Scott Watermasysk Husband, Father, Bootstrapper, Developer, Keyboarder, Pained Sixers Fan.

TIL: Calculating Levenshtein Differences in PostgreSQL

Published:

Today's OMG, PostgreSQL does that too award goes to the fuzzystrmatch extension.

By enabling this extension, you get access to a whole host of useful string functions. The one I am most interested in today is Levenshtein.

This function calculates the Levenshtein distance between two strings

This is really helpful for comparing the differences between two strings. Even better, using this extension you can add directly to your SQL queries and avoid loading a bunch of data in memory.
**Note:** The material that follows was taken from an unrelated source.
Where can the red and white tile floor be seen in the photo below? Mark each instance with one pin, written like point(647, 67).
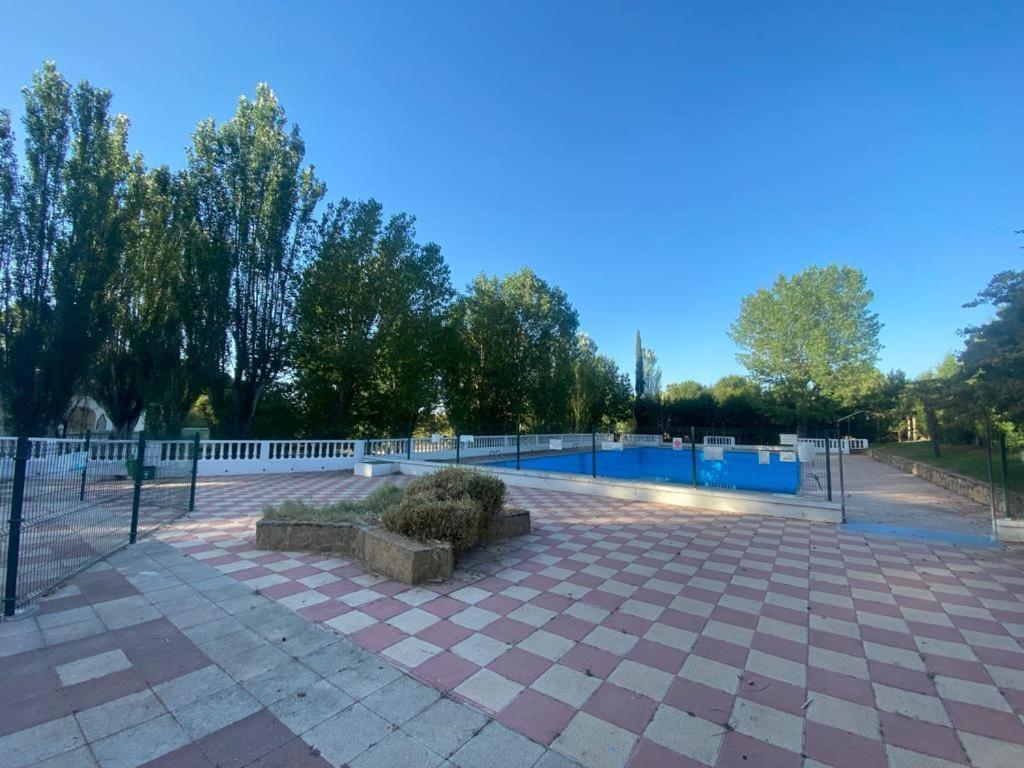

It is not enabled on Posgresql by default.

To enable it:

CREATE EXTENSION fuzzystrmatch

Or via a Rails Migration:

class AddFuzzystrExt < ActiveRecord::Migration[5.0]

def change
enable_extension 'fuzzystrmatch'
end

end

And then you can do something like this on your models:

module LevenshteinDifference
extend ActiveSupport::Concern

included do
scope :levenshtein_difference,
-> (column, text, min_allowed) {
column_name = connection.quote_column_name(column)
sql = "levenshtein(#{table_name}.#{column_name}, :text) <= :min_allowed"
where(sql, column: column, text: text, min_allowed: min_allowed)
}
end
end

YourModel.levenshtein_difference(:name, "Bob", 3)